The cloud service will no doubt play a key part in the operation and success of your client’s business. Arm yourself with the following checklist, compiled by Sue Mann of Cousins Business Law, to ensure such a goal is achievable, even if reaching to the cloud is left entirely in your hands!
Before you commit to a service, make sure that it will meet the requirements of your client’s business. Despite their growing maturity, most cloud services are standard offerings so there normally won’t be much room to adjust it afterwards.
Most critically for IT professionals, check that the client’s internal or main computer system meets the specification for the cloud service. Interoperability will likely come above the other ‘must-address’ technical issues you’ll need to understand on the client’s behalf, such as service standards, support and security.

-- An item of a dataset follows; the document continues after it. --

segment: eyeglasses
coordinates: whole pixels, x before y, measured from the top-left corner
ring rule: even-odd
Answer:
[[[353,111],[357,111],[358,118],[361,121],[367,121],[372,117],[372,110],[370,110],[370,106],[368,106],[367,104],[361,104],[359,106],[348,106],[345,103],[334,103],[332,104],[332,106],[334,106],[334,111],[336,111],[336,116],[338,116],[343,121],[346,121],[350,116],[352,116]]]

Cost is one of the leading factors in the decision about moving to the cloud. Cloud services tend to be charged either on a standard monthly, quarterly or annual fee for a specified amount of use or a variable charge based on the amount of usage. In either case, check what add-ons your client may need, the additional costs involved e.g. for maintenance and support, and agree them at the outset.
A favourable initial price will not seem so attractive if subsequent increases are significant. With a short term fixed price contract, can you renew without a significant price increase? In a longer term contract, is there a cap on price increases during the term? Although you could move to a new provider, that is not always a practical option.
Various aspects of security need to be considered - and not just online. Physical security of premises and vetting of staff used by the cloud provider should be addressed, as should technical security, especially around any transactions third parties via your client will make. You will also need to understand the data storage and processing needs of your client’s business.
Your client’s business will retain obligations under the data protection legislation for ensuring that data your client transfers using the cloud service are secure and are not transferred in breach of that legislation. Your customer will largely be dependent upon the cloud service provider in this respect, so your preliminary checks and contractual safeguards backed up by ongoing checks will be important.
6/Disaster recovery and business continuity
Does the cloud provider have data storage and recovery procedures in place which will be sufficient to protect your client’s data and ensure adequate and prompt restoration in the event of loss or corruption of the data – whether as a result of some major disruption of the client’s business or that of the cloud provider?
Does the contract include a comprehensive description of the service and service levels? Are these backed up by any form of assurance as to performance standards?
Your customer’s business will be using software applications as part of the online service so will need an appropriate user licence either from the cloud provider or third party owner.
Check that your client will be given advance notification of any proposed removal by the cloud provider of the client’s data from its server and whether your client will be indemnified for any loss to the business for any such action which is unreasonable. A cloud provider will usually exclude liability for content stored on its servers.
10/Termination and exit
Find out what will happen to your customer’s data when the contract ends. Without adequate provisions in the cloud computing contract you might find your client’s business locked into an unsatisfactory arrangement and in considerable difficulty if the cloud provider becomes insolvent.
Cloud computing is a developing area with much to offer to business users. My advice is to be aware of the relevant issues, carry out proper preliminary checks, weigh up the potential benefits, risks and legal obligations and make sure that whatever is finally agreed in relation to the cloud service provision is recorded in a written contract.